Firm Description
Formed in 2005, HealthEdge Investment Partners, LLC (“HealthEdge” or “Firm”) is a private
equity firm dedicated to investing in U.S. based lower middle-market companies in the
healthcare industry. The Firm targets niche segments including specialty medical products,
healthcare services, healthcare information technology, and specialty distribution. Currently,
HealthEdge only advises private equity funds (“Funds”). All information regarding the Funds
can be found each Funds respective Private Placement Memorandum (“PPM”).
We do not act as the general partner to any of the Funds. Instead, our related parties serve as
the general partners of the Funds and, in such capacity, may be deemed to be an “investment
adviser” (as defined in the Advisers Act of 1940). These related parties will rely on our
investment adviser registration instead of separately registering as an investment adviser with
the Securities and Exchange Commission. Except as the context otherwise notes, any
reference herein to “we,” “us,” or “our” includes HealthEdge and each related party relying on
our registration.
The general partner to each Fund is ultimately responsible for managing and controlling the
Funds and its investment program, including making and disposing of investments.
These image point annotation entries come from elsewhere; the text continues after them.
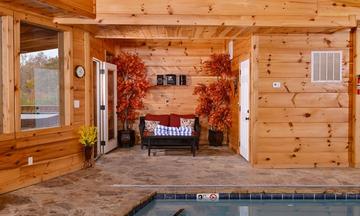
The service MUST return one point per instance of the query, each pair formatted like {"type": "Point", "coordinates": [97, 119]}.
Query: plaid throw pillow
{"type": "Point", "coordinates": [187, 122]}
{"type": "Point", "coordinates": [151, 125]}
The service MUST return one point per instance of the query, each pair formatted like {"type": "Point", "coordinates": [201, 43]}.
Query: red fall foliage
{"type": "Point", "coordinates": [214, 98]}
{"type": "Point", "coordinates": [132, 85]}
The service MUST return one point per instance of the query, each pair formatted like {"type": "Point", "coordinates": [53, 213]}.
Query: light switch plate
{"type": "Point", "coordinates": [276, 84]}
{"type": "Point", "coordinates": [76, 104]}
{"type": "Point", "coordinates": [30, 161]}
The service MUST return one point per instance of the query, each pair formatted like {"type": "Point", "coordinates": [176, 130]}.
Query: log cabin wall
{"type": "Point", "coordinates": [174, 57]}
{"type": "Point", "coordinates": [241, 52]}
{"type": "Point", "coordinates": [55, 151]}
{"type": "Point", "coordinates": [301, 124]}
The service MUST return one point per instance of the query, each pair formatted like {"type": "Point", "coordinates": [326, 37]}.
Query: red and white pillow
{"type": "Point", "coordinates": [151, 125]}
{"type": "Point", "coordinates": [185, 122]}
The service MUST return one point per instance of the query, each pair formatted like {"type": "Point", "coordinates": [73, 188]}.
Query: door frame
{"type": "Point", "coordinates": [103, 145]}
{"type": "Point", "coordinates": [246, 118]}
{"type": "Point", "coordinates": [110, 144]}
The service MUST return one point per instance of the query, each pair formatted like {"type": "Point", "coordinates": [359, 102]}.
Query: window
{"type": "Point", "coordinates": [326, 66]}
{"type": "Point", "coordinates": [39, 77]}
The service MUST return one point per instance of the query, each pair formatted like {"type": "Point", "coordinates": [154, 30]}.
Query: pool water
{"type": "Point", "coordinates": [251, 208]}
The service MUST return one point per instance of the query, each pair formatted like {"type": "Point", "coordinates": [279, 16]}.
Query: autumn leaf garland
{"type": "Point", "coordinates": [132, 85]}
{"type": "Point", "coordinates": [214, 98]}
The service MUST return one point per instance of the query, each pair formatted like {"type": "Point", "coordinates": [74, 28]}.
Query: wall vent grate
{"type": "Point", "coordinates": [326, 66]}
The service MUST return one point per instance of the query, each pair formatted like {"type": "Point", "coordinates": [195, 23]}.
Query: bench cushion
{"type": "Point", "coordinates": [163, 119]}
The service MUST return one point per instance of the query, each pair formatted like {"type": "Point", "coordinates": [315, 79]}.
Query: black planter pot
{"type": "Point", "coordinates": [126, 138]}
{"type": "Point", "coordinates": [88, 152]}
{"type": "Point", "coordinates": [215, 138]}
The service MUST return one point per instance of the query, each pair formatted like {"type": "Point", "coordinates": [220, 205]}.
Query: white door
{"type": "Point", "coordinates": [106, 106]}
{"type": "Point", "coordinates": [244, 108]}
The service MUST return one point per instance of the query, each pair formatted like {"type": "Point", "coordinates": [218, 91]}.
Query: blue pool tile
{"type": "Point", "coordinates": [266, 196]}
{"type": "Point", "coordinates": [319, 196]}
{"type": "Point", "coordinates": [255, 196]}
{"type": "Point", "coordinates": [224, 196]}
{"type": "Point", "coordinates": [191, 196]}
{"type": "Point", "coordinates": [340, 196]}
{"type": "Point", "coordinates": [351, 196]}
{"type": "Point", "coordinates": [169, 196]}
{"type": "Point", "coordinates": [277, 196]}
{"type": "Point", "coordinates": [288, 196]}
{"type": "Point", "coordinates": [180, 196]}
{"type": "Point", "coordinates": [330, 196]}
{"type": "Point", "coordinates": [245, 196]}
{"type": "Point", "coordinates": [309, 196]}
{"type": "Point", "coordinates": [160, 196]}
{"type": "Point", "coordinates": [299, 196]}
{"type": "Point", "coordinates": [234, 196]}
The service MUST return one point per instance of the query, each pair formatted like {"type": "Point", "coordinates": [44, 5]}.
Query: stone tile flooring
{"type": "Point", "coordinates": [124, 177]}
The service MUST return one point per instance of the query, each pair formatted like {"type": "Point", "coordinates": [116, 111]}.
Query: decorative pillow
{"type": "Point", "coordinates": [187, 122]}
{"type": "Point", "coordinates": [175, 119]}
{"type": "Point", "coordinates": [151, 125]}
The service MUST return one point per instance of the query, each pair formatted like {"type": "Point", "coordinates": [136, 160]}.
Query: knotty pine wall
{"type": "Point", "coordinates": [301, 124]}
{"type": "Point", "coordinates": [174, 57]}
{"type": "Point", "coordinates": [242, 51]}
{"type": "Point", "coordinates": [55, 151]}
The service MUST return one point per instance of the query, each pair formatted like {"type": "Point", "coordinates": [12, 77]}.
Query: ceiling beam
{"type": "Point", "coordinates": [213, 20]}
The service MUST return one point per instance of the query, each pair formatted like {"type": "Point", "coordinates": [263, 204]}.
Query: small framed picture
{"type": "Point", "coordinates": [160, 80]}
{"type": "Point", "coordinates": [170, 79]}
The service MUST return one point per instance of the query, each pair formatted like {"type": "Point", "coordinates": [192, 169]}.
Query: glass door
{"type": "Point", "coordinates": [105, 106]}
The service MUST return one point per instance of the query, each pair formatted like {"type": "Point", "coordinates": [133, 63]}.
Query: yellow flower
{"type": "Point", "coordinates": [88, 135]}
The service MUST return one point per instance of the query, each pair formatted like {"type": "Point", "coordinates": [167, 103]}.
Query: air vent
{"type": "Point", "coordinates": [326, 66]}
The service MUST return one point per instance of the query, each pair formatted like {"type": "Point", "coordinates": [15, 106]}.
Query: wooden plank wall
{"type": "Point", "coordinates": [242, 50]}
{"type": "Point", "coordinates": [55, 151]}
{"type": "Point", "coordinates": [301, 124]}
{"type": "Point", "coordinates": [174, 57]}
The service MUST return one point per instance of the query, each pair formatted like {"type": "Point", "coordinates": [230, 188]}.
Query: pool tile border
{"type": "Point", "coordinates": [247, 197]}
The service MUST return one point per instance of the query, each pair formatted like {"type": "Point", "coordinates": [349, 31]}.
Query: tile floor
{"type": "Point", "coordinates": [125, 177]}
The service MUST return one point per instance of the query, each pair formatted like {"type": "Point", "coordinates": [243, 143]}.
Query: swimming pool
{"type": "Point", "coordinates": [284, 206]}
{"type": "Point", "coordinates": [250, 208]}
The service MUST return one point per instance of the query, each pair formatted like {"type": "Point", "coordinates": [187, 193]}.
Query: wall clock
{"type": "Point", "coordinates": [80, 71]}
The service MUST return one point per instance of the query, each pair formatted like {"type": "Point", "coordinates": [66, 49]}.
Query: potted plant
{"type": "Point", "coordinates": [132, 85]}
{"type": "Point", "coordinates": [88, 138]}
{"type": "Point", "coordinates": [214, 98]}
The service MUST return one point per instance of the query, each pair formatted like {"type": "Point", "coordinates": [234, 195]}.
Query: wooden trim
{"type": "Point", "coordinates": [253, 96]}
{"type": "Point", "coordinates": [65, 49]}
{"type": "Point", "coordinates": [214, 20]}
{"type": "Point", "coordinates": [7, 70]}
{"type": "Point", "coordinates": [68, 88]}
{"type": "Point", "coordinates": [88, 84]}
{"type": "Point", "coordinates": [41, 21]}
{"type": "Point", "coordinates": [354, 150]}
{"type": "Point", "coordinates": [17, 74]}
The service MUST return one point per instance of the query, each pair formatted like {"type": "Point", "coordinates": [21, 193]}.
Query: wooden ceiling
{"type": "Point", "coordinates": [216, 19]}
{"type": "Point", "coordinates": [54, 8]}
{"type": "Point", "coordinates": [197, 19]}
{"type": "Point", "coordinates": [197, 32]}
{"type": "Point", "coordinates": [34, 38]}
{"type": "Point", "coordinates": [286, 13]}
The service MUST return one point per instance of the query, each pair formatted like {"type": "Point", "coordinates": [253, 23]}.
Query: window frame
{"type": "Point", "coordinates": [7, 74]}
{"type": "Point", "coordinates": [65, 66]}
{"type": "Point", "coordinates": [327, 52]}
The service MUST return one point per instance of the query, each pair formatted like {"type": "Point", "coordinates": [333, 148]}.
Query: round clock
{"type": "Point", "coordinates": [80, 71]}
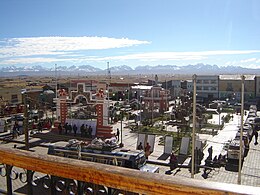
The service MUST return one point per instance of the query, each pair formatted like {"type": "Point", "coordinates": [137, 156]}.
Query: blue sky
{"type": "Point", "coordinates": [129, 32]}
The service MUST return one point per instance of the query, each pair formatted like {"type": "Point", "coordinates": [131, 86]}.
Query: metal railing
{"type": "Point", "coordinates": [44, 174]}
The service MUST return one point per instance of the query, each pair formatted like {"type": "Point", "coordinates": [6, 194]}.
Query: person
{"type": "Point", "coordinates": [90, 131]}
{"type": "Point", "coordinates": [140, 146]}
{"type": "Point", "coordinates": [173, 162]}
{"type": "Point", "coordinates": [60, 128]}
{"type": "Point", "coordinates": [82, 130]}
{"type": "Point", "coordinates": [75, 128]}
{"type": "Point", "coordinates": [70, 128]}
{"type": "Point", "coordinates": [66, 128]}
{"type": "Point", "coordinates": [147, 150]}
{"type": "Point", "coordinates": [40, 126]}
{"type": "Point", "coordinates": [210, 150]}
{"type": "Point", "coordinates": [15, 131]}
{"type": "Point", "coordinates": [255, 133]}
{"type": "Point", "coordinates": [117, 134]}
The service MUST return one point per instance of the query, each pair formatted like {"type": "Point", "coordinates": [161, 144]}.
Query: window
{"type": "Point", "coordinates": [14, 98]}
{"type": "Point", "coordinates": [229, 87]}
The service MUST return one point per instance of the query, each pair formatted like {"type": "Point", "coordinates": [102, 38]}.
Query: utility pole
{"type": "Point", "coordinates": [109, 81]}
{"type": "Point", "coordinates": [241, 130]}
{"type": "Point", "coordinates": [193, 126]}
{"type": "Point", "coordinates": [25, 121]}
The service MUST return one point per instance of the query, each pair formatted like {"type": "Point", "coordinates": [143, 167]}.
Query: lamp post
{"type": "Point", "coordinates": [193, 126]}
{"type": "Point", "coordinates": [241, 129]}
{"type": "Point", "coordinates": [219, 109]}
{"type": "Point", "coordinates": [121, 141]}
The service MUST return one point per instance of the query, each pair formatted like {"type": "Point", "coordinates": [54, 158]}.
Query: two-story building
{"type": "Point", "coordinates": [230, 87]}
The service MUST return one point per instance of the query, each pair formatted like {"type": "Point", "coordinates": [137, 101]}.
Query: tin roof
{"type": "Point", "coordinates": [236, 77]}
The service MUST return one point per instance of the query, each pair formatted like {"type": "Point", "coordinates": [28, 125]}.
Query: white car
{"type": "Point", "coordinates": [233, 150]}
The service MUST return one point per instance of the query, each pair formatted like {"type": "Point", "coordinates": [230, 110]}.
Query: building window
{"type": "Point", "coordinates": [229, 87]}
{"type": "Point", "coordinates": [14, 98]}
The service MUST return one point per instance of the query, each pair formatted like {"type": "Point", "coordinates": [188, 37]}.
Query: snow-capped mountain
{"type": "Point", "coordinates": [200, 69]}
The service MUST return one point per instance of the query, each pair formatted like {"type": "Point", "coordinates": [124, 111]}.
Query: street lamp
{"type": "Point", "coordinates": [121, 143]}
{"type": "Point", "coordinates": [219, 109]}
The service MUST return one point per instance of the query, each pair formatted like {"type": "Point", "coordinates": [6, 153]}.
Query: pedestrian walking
{"type": "Point", "coordinates": [60, 128]}
{"type": "Point", "coordinates": [255, 133]}
{"type": "Point", "coordinates": [75, 128]}
{"type": "Point", "coordinates": [82, 130]}
{"type": "Point", "coordinates": [140, 146]}
{"type": "Point", "coordinates": [90, 131]}
{"type": "Point", "coordinates": [173, 162]}
{"type": "Point", "coordinates": [117, 134]}
{"type": "Point", "coordinates": [147, 150]}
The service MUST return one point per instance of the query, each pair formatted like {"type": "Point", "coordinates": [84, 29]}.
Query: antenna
{"type": "Point", "coordinates": [56, 87]}
{"type": "Point", "coordinates": [108, 84]}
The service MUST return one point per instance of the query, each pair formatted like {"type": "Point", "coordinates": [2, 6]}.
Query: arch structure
{"type": "Point", "coordinates": [80, 92]}
{"type": "Point", "coordinates": [103, 129]}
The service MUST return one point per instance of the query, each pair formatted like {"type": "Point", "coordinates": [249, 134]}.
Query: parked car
{"type": "Point", "coordinates": [249, 129]}
{"type": "Point", "coordinates": [245, 138]}
{"type": "Point", "coordinates": [233, 150]}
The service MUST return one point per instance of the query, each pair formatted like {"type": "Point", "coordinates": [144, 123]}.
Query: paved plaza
{"type": "Point", "coordinates": [250, 169]}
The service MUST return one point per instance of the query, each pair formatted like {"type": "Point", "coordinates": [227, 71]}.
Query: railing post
{"type": "Point", "coordinates": [79, 188]}
{"type": "Point", "coordinates": [29, 175]}
{"type": "Point", "coordinates": [9, 180]}
{"type": "Point", "coordinates": [53, 188]}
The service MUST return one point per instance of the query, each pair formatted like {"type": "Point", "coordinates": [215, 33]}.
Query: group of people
{"type": "Point", "coordinates": [85, 130]}
{"type": "Point", "coordinates": [16, 130]}
{"type": "Point", "coordinates": [147, 149]}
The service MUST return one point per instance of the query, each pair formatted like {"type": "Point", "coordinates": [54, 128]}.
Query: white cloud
{"type": "Point", "coordinates": [17, 47]}
{"type": "Point", "coordinates": [152, 56]}
{"type": "Point", "coordinates": [74, 49]}
{"type": "Point", "coordinates": [32, 60]}
{"type": "Point", "coordinates": [248, 60]}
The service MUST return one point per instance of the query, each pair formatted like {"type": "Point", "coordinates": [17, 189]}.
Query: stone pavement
{"type": "Point", "coordinates": [250, 170]}
{"type": "Point", "coordinates": [250, 174]}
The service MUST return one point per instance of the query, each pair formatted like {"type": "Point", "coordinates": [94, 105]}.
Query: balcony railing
{"type": "Point", "coordinates": [58, 175]}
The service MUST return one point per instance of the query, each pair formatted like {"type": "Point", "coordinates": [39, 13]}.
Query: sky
{"type": "Point", "coordinates": [129, 32]}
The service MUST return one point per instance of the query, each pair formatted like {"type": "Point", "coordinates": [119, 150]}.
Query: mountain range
{"type": "Point", "coordinates": [84, 70]}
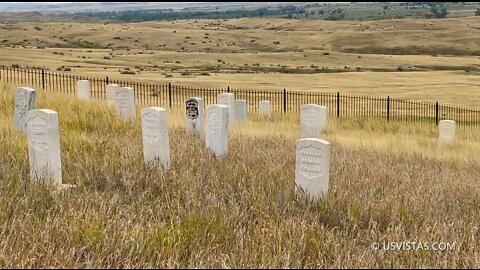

HealthEdge
originates, negotiates, closes, monitors, manages and services portfolio investments of each
Fund and provides recommendations to the general partner concerning the making
and
disposition of the portfolio investments.
Principal Owners
The principal owners are Brian Anderson, Phil Dingle, Jeff Thompson and Scott Heberlein.
Types of Advisory Services
HealthEdge is a private equity manager targeting the healthcare industry in the following sub-
sectors: specialty medical products, healthcare services, healthcare information technology, and
specialty distribution. We seek to create value through accelerating growth in partnership with
lower middle-market management teams.
Tailored Relationships
HealthEdge manages each Fund in accordance with the objectives outlined in the respective
PPM. The investment advisory services are not tailored to the needs of each limited partner.
Co-Investments
Taking into account various considerations including demand, size/fit, co-investment rights, and
many other factors, the investors may co-invest in an investment opportunity offered to the
Fund, which may be extended to third parties. Parallel investment vehicles and/or alternative
investment vehicles may be formed by the general partners if such co-investments are made.
The co-investment opportunities shall be no more favorable than those offered the Funds and
require approval by the Limited Partner Advisory Committee, an independent committee made
up of limited partners of the Funds.
Client Assets
As of December 31, 2023, we have $381,561,132 in discretionary assets under management.